Smoke-free bars make business -- and health -- sense. Contrary to the claims of the tobacco industry, eliminating smoking in bars would increase business for these establishments, according to a study jointly sponsored by the American Medical Association and the American Public Health Association. An overwhelming majority of Massachusetts adults -- 89 percent -- said that they would go out to bars just as often or more often than they do now if all bars were smoke-free.
This study, the first of its kind in Massachusetts, refutes claims by the tobacco industry that smoke-free bar laws would cause economic hardship for bar owners. The study was conducted by School of Public Health Assistant Professor Michael Siegel and Lois Biener, of the University of Massachusetts (Boston) and will appear in the December issue of the American Journal of Public Health.
In their survey of 2,356 Massachusetts adults, Siegel and Biener found that ending smoking in all bars would have no impact on the frequency of bar patronage for 69 percent of the respondents. But 20 percent of survey respondents said they would go out to bars more often if all bars became smoke-free. Only 11 percent said they would go out to bars less often.
Contrary to what many people assume, the majority of frequent bar goers in Massachusetts -- 78 percent -- are nonsmokers. The survey uncovered a large, potential new market for bars among nonsmokers. Fifteen percent of Massachusetts adults stated that they had avoided going to bars because of the secondhand smoke. And 10 percent of people who never go to bars said they would start going if smoking were eliminated. This translates into 120,000 new customers for bars and clubs in Massachusetts if secondhand smoke is eliminated in these establishments.
The study adds to the growing evidence that eliminating smoking in bars and restaurants to protect workers from secondhand smoke is not only good for health, but good for business. A study in last month's American Journal of Public Health found that there was no decrease in bar sales in the seven California communities that eliminated smoking in all bars. Throughout the U.S., 32 cities have already passed laws that eliminate smoking in all bars and clubs. Seven of these cities are in Massachusetts. On January 1, 1998, a law that eliminates smoking in all bars in California will go into effect.

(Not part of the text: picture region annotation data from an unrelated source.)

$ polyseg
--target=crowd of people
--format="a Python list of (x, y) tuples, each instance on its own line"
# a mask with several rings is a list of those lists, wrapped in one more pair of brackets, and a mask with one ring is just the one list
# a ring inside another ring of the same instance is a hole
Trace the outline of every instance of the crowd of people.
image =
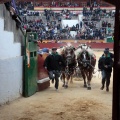
[[(61, 21), (64, 19), (77, 19), (79, 14), (63, 9), (60, 12), (45, 9), (43, 12), (30, 11), (29, 8), (33, 6), (32, 2), (18, 2), (16, 4), (15, 15), (20, 16), (22, 23), (19, 24), (23, 30), (30, 29), (31, 32), (37, 32), (38, 39), (43, 40), (62, 40), (62, 39), (77, 39), (77, 40), (92, 40), (104, 39), (106, 35), (113, 35), (112, 25), (102, 18), (114, 18), (115, 12), (102, 10), (95, 1), (88, 3), (83, 7), (82, 20), (70, 27), (63, 26)], [(89, 6), (89, 7), (88, 7)], [(13, 8), (13, 7), (12, 7)], [(28, 17), (35, 16), (37, 19), (28, 19)], [(97, 24), (102, 21), (98, 27)], [(17, 22), (19, 23), (19, 22)], [(75, 31), (76, 35), (71, 35), (71, 31)]]

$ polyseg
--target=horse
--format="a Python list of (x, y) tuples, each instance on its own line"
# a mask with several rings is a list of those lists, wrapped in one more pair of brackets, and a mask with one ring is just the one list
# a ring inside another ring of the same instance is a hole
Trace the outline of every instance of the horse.
[(66, 67), (62, 69), (61, 80), (63, 80), (63, 87), (68, 88), (68, 81), (71, 83), (74, 74), (74, 69), (76, 67), (76, 57), (74, 53), (74, 48), (72, 46), (64, 46), (59, 50), (59, 54), (63, 57)]
[[(93, 77), (94, 67), (96, 64), (96, 56), (91, 47), (81, 44), (75, 51), (78, 67), (84, 80), (84, 87), (91, 90), (91, 79)], [(87, 80), (86, 80), (87, 78)], [(87, 82), (86, 82), (87, 81)]]

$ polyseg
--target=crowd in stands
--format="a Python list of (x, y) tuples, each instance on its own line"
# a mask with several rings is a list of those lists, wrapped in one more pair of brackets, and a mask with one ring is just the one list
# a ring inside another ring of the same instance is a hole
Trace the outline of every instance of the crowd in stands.
[[(55, 4), (55, 3), (52, 3)], [(96, 2), (91, 5), (87, 3), (87, 6), (83, 7), (83, 18), (78, 24), (69, 27), (68, 25), (62, 26), (62, 19), (74, 19), (78, 17), (78, 14), (73, 14), (71, 11), (64, 9), (61, 12), (55, 12), (45, 9), (42, 13), (39, 11), (31, 11), (29, 8), (33, 7), (32, 2), (17, 3), (17, 11), (10, 8), (12, 17), (14, 15), (20, 16), (22, 23), (17, 21), (19, 26), (23, 30), (30, 30), (38, 33), (38, 39), (43, 40), (62, 40), (62, 39), (104, 39), (106, 34), (112, 34), (111, 23), (102, 21), (104, 17), (114, 18), (114, 12), (102, 10)], [(7, 6), (7, 4), (6, 4)], [(28, 7), (29, 6), (29, 7)], [(95, 8), (94, 8), (95, 7)], [(14, 12), (13, 12), (14, 11)], [(17, 14), (16, 14), (17, 13)], [(28, 17), (36, 16), (38, 19), (28, 19)], [(16, 20), (16, 18), (15, 18)], [(102, 21), (101, 27), (97, 27), (97, 23)], [(70, 32), (75, 31), (77, 34), (71, 36)], [(107, 32), (108, 31), (108, 32)]]

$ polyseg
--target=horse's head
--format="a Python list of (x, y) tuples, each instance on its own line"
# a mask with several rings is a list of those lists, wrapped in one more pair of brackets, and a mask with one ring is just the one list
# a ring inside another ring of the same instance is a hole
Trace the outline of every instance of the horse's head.
[(81, 64), (83, 67), (87, 67), (89, 62), (90, 62), (90, 57), (88, 51), (84, 49), (78, 58), (78, 63)]
[(67, 64), (71, 64), (75, 60), (74, 48), (71, 46), (66, 46), (64, 49), (64, 58)]

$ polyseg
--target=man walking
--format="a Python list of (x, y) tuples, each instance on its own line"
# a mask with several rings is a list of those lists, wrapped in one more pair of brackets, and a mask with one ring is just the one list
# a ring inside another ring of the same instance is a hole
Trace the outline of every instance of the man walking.
[(52, 48), (52, 53), (45, 59), (44, 67), (48, 70), (52, 83), (54, 83), (55, 79), (55, 88), (58, 90), (61, 66), (65, 67), (65, 63), (62, 56), (56, 50), (57, 48)]
[(109, 91), (109, 85), (110, 85), (110, 77), (112, 72), (112, 66), (113, 66), (113, 60), (110, 56), (110, 53), (108, 50), (104, 50), (104, 55), (100, 57), (98, 61), (98, 68), (102, 72), (102, 87), (101, 90), (104, 89), (104, 85), (106, 82), (106, 91)]

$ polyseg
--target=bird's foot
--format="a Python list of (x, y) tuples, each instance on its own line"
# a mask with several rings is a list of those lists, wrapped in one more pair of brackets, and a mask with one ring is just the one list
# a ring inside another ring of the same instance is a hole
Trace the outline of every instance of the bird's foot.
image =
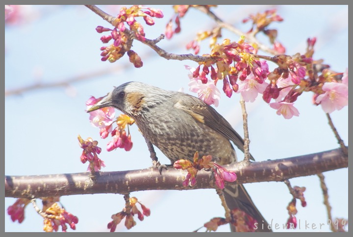
[(153, 163), (156, 168), (159, 170), (159, 174), (162, 174), (162, 170), (163, 169), (168, 169), (168, 166), (165, 164), (161, 164), (159, 161), (153, 161)]

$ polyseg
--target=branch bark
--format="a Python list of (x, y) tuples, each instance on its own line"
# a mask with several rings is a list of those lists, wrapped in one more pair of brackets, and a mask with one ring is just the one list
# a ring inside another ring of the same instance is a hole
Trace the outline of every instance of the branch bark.
[[(347, 147), (348, 148), (348, 147)], [(235, 171), (239, 184), (281, 182), (285, 179), (316, 174), (348, 166), (348, 157), (341, 149), (286, 159), (243, 162), (225, 166)], [(214, 189), (211, 172), (201, 170), (197, 183), (185, 188), (182, 182), (186, 171), (170, 168), (160, 175), (155, 167), (135, 170), (97, 173), (95, 181), (90, 173), (33, 176), (5, 176), (5, 196), (29, 199), (78, 194), (121, 193), (146, 190), (185, 190)]]

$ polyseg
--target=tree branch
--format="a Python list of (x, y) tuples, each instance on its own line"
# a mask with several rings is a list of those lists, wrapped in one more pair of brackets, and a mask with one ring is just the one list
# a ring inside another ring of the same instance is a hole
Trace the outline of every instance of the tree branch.
[(194, 7), (197, 9), (202, 11), (202, 12), (203, 12), (204, 13), (207, 14), (207, 16), (213, 19), (213, 20), (216, 22), (216, 23), (218, 24), (220, 27), (227, 29), (230, 32), (232, 32), (239, 36), (244, 35), (244, 36), (245, 36), (245, 38), (247, 40), (248, 40), (249, 41), (253, 42), (257, 45), (259, 48), (263, 50), (264, 51), (267, 52), (274, 55), (276, 55), (277, 54), (281, 54), (281, 53), (279, 53), (277, 51), (272, 49), (269, 47), (268, 46), (266, 46), (259, 42), (259, 41), (256, 39), (256, 38), (255, 38), (255, 37), (253, 35), (244, 33), (241, 30), (237, 29), (231, 24), (224, 22), (217, 15), (216, 15), (216, 14), (212, 12), (209, 9), (209, 8), (208, 8), (207, 7), (202, 5), (197, 6), (195, 6)]
[[(348, 157), (340, 149), (286, 159), (225, 166), (237, 173), (239, 184), (281, 182), (348, 166)], [(121, 193), (146, 190), (185, 190), (216, 187), (212, 173), (201, 170), (193, 187), (182, 186), (186, 172), (170, 168), (159, 174), (158, 168), (97, 173), (95, 182), (90, 172), (33, 176), (5, 176), (5, 196), (32, 199), (78, 194)]]

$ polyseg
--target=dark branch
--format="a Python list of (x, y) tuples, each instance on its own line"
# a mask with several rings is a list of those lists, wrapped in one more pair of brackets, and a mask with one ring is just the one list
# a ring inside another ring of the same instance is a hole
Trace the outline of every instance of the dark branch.
[[(281, 182), (285, 179), (311, 175), (348, 166), (348, 157), (340, 149), (275, 160), (244, 163), (225, 166), (235, 171), (239, 184)], [(5, 196), (34, 197), (89, 193), (126, 194), (145, 190), (186, 190), (216, 188), (212, 172), (201, 170), (197, 183), (184, 188), (186, 172), (170, 168), (162, 175), (157, 168), (101, 172), (95, 182), (90, 172), (74, 174), (5, 176)]]

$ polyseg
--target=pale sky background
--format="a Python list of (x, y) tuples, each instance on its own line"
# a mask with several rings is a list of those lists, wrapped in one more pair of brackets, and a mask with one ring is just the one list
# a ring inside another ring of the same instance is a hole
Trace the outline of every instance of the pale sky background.
[[(154, 39), (163, 33), (171, 17), (171, 5), (149, 6), (163, 10), (164, 17), (155, 19), (155, 24), (146, 26), (146, 37)], [(120, 7), (102, 7), (116, 15)], [(276, 7), (284, 18), (271, 28), (278, 30), (278, 40), (286, 47), (286, 53), (303, 53), (308, 37), (317, 37), (314, 58), (324, 59), (331, 69), (344, 71), (348, 66), (348, 7), (330, 6), (237, 6), (222, 5), (212, 10), (222, 19), (246, 31), (250, 24), (241, 20), (250, 13)], [(85, 101), (90, 95), (99, 97), (110, 91), (113, 86), (135, 80), (166, 90), (177, 91), (183, 87), (188, 92), (188, 71), (183, 65), (196, 67), (191, 61), (168, 61), (156, 56), (151, 48), (134, 42), (133, 50), (142, 58), (144, 66), (134, 68), (126, 55), (115, 63), (101, 61), (99, 48), (103, 45), (101, 34), (95, 30), (97, 25), (111, 26), (83, 6), (33, 6), (28, 7), (29, 18), (20, 24), (7, 25), (5, 28), (5, 86), (11, 91), (36, 83), (66, 80), (82, 74), (99, 71), (104, 74), (76, 82), (66, 88), (56, 87), (33, 90), (20, 95), (10, 95), (5, 100), (5, 173), (8, 175), (76, 173), (86, 171), (87, 164), (79, 159), (82, 149), (78, 134), (98, 140), (102, 148), (100, 157), (106, 167), (102, 171), (144, 168), (151, 165), (144, 139), (136, 126), (130, 127), (132, 149), (126, 152), (118, 149), (108, 152), (109, 141), (99, 136), (99, 129), (93, 127), (85, 112)], [(33, 14), (34, 13), (34, 15)], [(34, 17), (32, 17), (34, 16)], [(143, 20), (140, 19), (140, 22)], [(199, 30), (210, 29), (215, 24), (207, 17), (191, 9), (181, 19), (181, 32), (171, 40), (162, 40), (159, 46), (176, 53), (188, 53), (185, 45)], [(237, 41), (239, 36), (226, 30), (223, 38)], [(265, 37), (259, 40), (268, 44)], [(200, 54), (209, 52), (208, 41), (202, 45)], [(259, 53), (267, 55), (263, 52)], [(149, 56), (145, 56), (148, 54)], [(127, 65), (128, 67), (125, 67)], [(270, 69), (273, 65), (269, 63)], [(122, 69), (122, 67), (124, 69)], [(222, 91), (222, 83), (219, 84)], [(250, 150), (257, 161), (276, 159), (315, 153), (338, 147), (328, 125), (321, 107), (311, 103), (312, 94), (305, 93), (296, 102), (300, 115), (288, 120), (276, 114), (258, 97), (247, 103)], [(222, 92), (217, 110), (243, 134), (239, 94), (231, 98)], [(346, 144), (348, 144), (348, 109), (345, 107), (331, 116), (334, 124)], [(119, 115), (119, 112), (116, 112)], [(243, 156), (238, 151), (239, 157)], [(157, 155), (162, 163), (169, 164), (160, 152)], [(348, 218), (347, 168), (324, 173), (328, 188), (329, 201), (334, 218)], [(305, 229), (305, 221), (310, 223), (326, 223), (327, 215), (323, 204), (319, 178), (316, 176), (290, 180), (292, 185), (305, 186), (304, 194), (307, 205), (302, 208), (298, 202), (297, 219), (302, 223), (300, 230), (285, 231), (328, 231), (328, 225), (322, 230)], [(269, 222), (282, 225), (288, 218), (286, 208), (292, 199), (282, 183), (246, 184), (254, 202)], [(127, 231), (121, 223), (117, 231), (191, 232), (211, 218), (223, 216), (224, 210), (213, 190), (190, 191), (146, 191), (131, 193), (151, 210), (151, 215)], [(5, 199), (5, 208), (15, 199)], [(78, 216), (77, 232), (106, 232), (107, 223), (113, 213), (124, 207), (123, 195), (95, 194), (63, 196), (62, 203), (68, 212)], [(195, 208), (194, 212), (190, 210)], [(193, 215), (190, 214), (192, 213)], [(43, 218), (31, 205), (26, 209), (21, 224), (13, 223), (6, 213), (6, 232), (42, 232)], [(311, 225), (311, 224), (310, 224)], [(202, 230), (204, 231), (204, 229)], [(279, 230), (279, 231), (280, 231)], [(70, 228), (68, 231), (73, 231)], [(228, 225), (218, 231), (229, 231)]]

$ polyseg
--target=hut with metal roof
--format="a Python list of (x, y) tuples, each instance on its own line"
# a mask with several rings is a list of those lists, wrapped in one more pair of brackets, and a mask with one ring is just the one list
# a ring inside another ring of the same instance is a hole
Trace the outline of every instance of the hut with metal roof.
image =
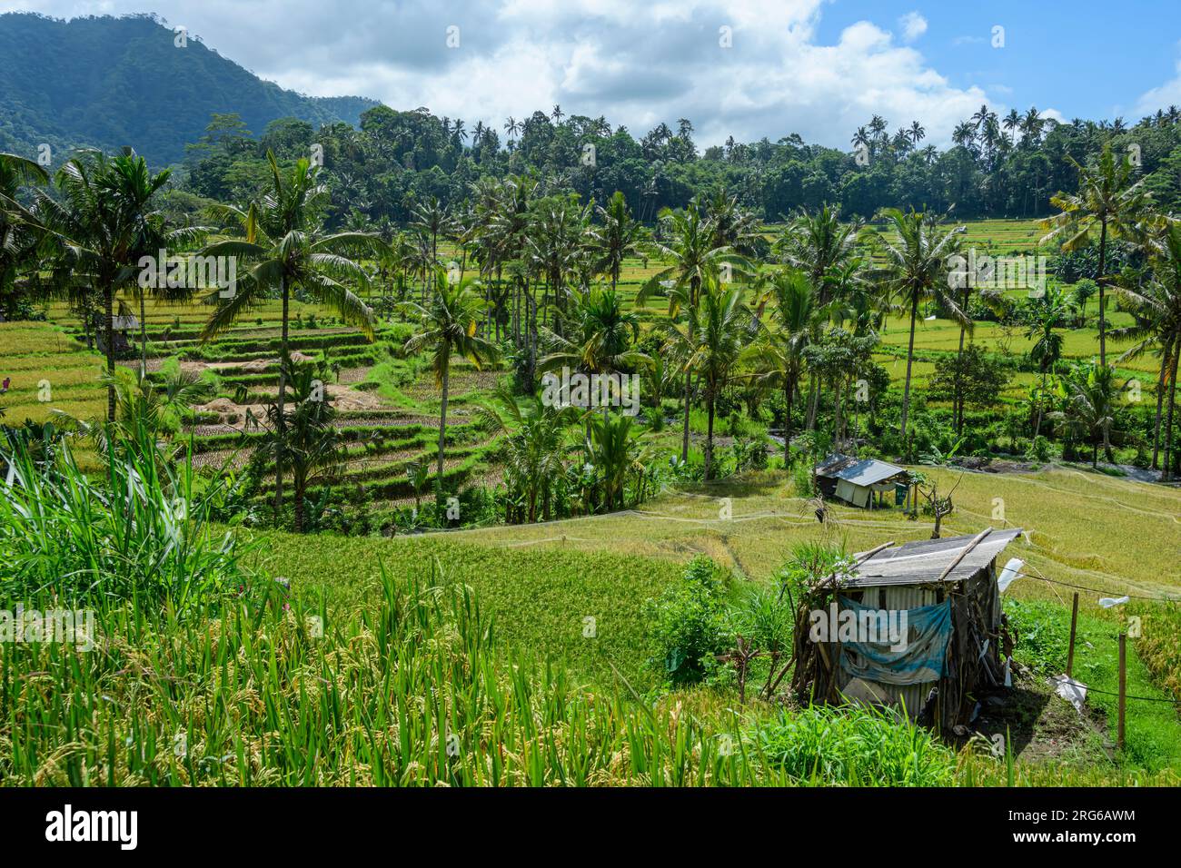
[(886, 543), (817, 582), (797, 605), (796, 694), (905, 710), (944, 732), (968, 723), (978, 696), (1006, 683), (997, 557), (1020, 533)]
[(906, 497), (911, 474), (906, 468), (875, 458), (830, 455), (816, 468), (816, 487), (824, 497), (854, 507), (896, 505)]

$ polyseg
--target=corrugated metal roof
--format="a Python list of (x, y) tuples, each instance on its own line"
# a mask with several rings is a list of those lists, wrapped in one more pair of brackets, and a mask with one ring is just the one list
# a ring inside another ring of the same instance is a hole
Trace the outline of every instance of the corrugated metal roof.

Medical Center grant focuses on women's health. Boston University Medical Center was recently awarded a $1.4 million grant to establish a Center of Excellence in Women's Health by the U.S. Department of Health and Human Services. The funding will be used to develop and enhance existing services for women as well as define a research agenda for women's health issues at Boston Medical Center, the School of Medicine, the Boston Veterans Affairs Medical Center, and the Boston HealthNet.
"We're delighted to be one of six institutions in the country selected for this award," says associate professor of medicine Dr. Karen Freund, chief of the Women's Health Group at Boston Medical Center and director of the newly formed Center of Excellence.
The center will incorporate all aspects of women's health care, especially mental health and preventive health services. "We hope to more fully integrate mental health services into the general medical services a woman receives. We have some existing models, such as the Women's Health Group, which we can use as we design the new center," Freund says.
In addition to promoting clinical care, the center will also focus on women's health research and education. "We will develop new working groups, bringing together researchers from various departments with common interests. Such working groups already exist for breast cancer and nutrition, and we plan to create a group for cervical cancer and behavioral health issues," Freund says.
Working closely with researchers and health care professionals at the participating institutions as well as with consumers, the Center of Excellence will also assist women in academic medicine to continue their professional development, enhance women's health components of medical school and residency curricula, and develop a multilanguage Web site for public education.